The core of the Beatles, i.e., John, Paul & George, started as a skiffle (blues, folk, country & jazz influences) group in Liverpool while the boys were in their mid-teens. They went on to work as a backing band for other more notable artists in the UK while trying to find a permanent drummer. After an extended residence as the house band at various venues in Germany in the early 60s they returned to England where they met manager Brian Epstein and eventually producer George Martin. The rest is history as they rode high on the crest of the wave that was the British Invasion.  

My favorite Beatles albums from Kitsap Regional Library's collection are:

Abbey Road (1970)

The best-selling studio album and the last project recorded by The Beatles. In spite of being created during the band’s emotional nadir, it’s a masterpiece showing the breadth, depth and full musical range of the Fab Four.

Abbey Road was the next to last album released by the band.  It had individual compositions on one side and medleys (mostly) on the other.

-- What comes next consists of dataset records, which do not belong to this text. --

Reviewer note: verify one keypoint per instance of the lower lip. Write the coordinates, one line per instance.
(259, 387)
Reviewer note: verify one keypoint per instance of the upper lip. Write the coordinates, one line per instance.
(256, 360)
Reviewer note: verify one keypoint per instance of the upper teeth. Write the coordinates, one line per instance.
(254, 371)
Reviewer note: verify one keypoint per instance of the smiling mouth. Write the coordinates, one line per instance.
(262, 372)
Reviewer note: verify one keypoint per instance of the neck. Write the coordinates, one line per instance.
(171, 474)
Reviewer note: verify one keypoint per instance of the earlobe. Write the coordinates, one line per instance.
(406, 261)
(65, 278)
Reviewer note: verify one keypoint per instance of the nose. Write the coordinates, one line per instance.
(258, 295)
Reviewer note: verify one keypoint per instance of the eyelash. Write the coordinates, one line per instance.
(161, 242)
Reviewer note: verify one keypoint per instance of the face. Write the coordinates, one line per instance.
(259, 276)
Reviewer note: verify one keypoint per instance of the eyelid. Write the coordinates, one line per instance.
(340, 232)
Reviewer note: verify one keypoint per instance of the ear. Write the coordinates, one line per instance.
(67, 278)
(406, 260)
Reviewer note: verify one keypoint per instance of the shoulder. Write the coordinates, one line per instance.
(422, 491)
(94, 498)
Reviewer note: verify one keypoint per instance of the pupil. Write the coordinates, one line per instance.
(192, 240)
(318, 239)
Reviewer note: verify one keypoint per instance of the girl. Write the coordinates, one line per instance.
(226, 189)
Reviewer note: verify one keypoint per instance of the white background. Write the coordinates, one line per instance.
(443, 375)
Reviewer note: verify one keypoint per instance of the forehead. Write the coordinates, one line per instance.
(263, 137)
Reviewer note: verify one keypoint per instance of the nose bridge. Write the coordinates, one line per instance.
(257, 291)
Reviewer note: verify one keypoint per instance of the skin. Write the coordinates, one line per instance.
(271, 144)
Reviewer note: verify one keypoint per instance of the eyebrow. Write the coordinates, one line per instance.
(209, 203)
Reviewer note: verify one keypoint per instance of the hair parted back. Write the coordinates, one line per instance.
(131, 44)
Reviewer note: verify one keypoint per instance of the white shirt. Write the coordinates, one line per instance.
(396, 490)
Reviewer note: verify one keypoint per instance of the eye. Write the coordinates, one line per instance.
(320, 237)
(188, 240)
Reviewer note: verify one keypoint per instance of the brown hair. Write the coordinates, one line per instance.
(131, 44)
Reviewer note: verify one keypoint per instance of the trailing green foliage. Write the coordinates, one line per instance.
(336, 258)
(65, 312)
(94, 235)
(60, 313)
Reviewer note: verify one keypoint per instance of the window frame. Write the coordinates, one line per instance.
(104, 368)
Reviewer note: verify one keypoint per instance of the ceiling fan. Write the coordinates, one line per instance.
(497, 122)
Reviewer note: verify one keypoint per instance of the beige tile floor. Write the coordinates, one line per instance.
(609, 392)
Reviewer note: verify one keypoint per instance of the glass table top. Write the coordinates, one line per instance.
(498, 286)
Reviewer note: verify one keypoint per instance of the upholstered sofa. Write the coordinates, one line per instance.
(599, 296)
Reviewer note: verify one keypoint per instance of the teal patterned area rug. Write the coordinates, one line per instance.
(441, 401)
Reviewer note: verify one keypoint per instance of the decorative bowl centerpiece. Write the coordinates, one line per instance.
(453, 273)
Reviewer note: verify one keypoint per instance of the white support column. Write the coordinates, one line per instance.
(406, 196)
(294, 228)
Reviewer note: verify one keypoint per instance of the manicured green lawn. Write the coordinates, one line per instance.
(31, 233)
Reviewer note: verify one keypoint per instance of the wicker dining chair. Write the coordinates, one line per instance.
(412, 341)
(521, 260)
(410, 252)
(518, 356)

Highlights: All of side two beginning with Here Comes the Sun right through to Her Majesty. If I was told that I could listen to one album for the rest of my life Abbey Road would be it!

Let It Be (1970)

The second to last recordings and the  last studio project released by The Beatles. Let It Be was held up because the band wanted to release a movie and book at the same time. Nearly all of the tracks were recorded before the Abbey Road sessions.

New manager Alan Klein (yes the same Alan Klein who’d stolen The Rolling Stones music rights) didn’t like Alan Parson’s engineering so he gave the tracks to Phil Spector to remix. Spector, famous for his “Wall of Sound”, proceeded to produce the album with overdubs, loops, choirs and strings.

Lennon thought Spector did a nice job with less than stellar material. McCartney was disappointed because he was going for a stripped down, back to basics sound. The public wasn’t aware of the difference until McCartney removed the Spector additions and remixed the album for the 2003 release, Let It Be…Naked.

Highlights: Two of Us, I Dig a Pony, Let It Be, I’ve Got a Feeling

Sgt. Pepper’s Lonely Hearts Club Band (1967)

This recording holds the distinction of being the Beatles album with the longest tenure in the number one spot (27 weeks).

In the summer of 1966 The Beatles retired as a touring band to focus on studio work. Now that they no longer had to worry about recreating the songs in live performance they were free to experiment with sound and arrangements.

Sgt. Pepper’s Lonely Hearts Club Band let's you hear the influences on The Beatles music, from the show tunes and pop music they heard over the radio as kids to the rockabilly, folk, blues and country that filled the airwaves of their teen years.

Highlights: With a Little Help from My Friends, Lucy in the Sky…, A Day in the Life

 

The library has many Beatles recordings in addition to the music of many other performers so stop by your neighborhood branch and check out a few CDs.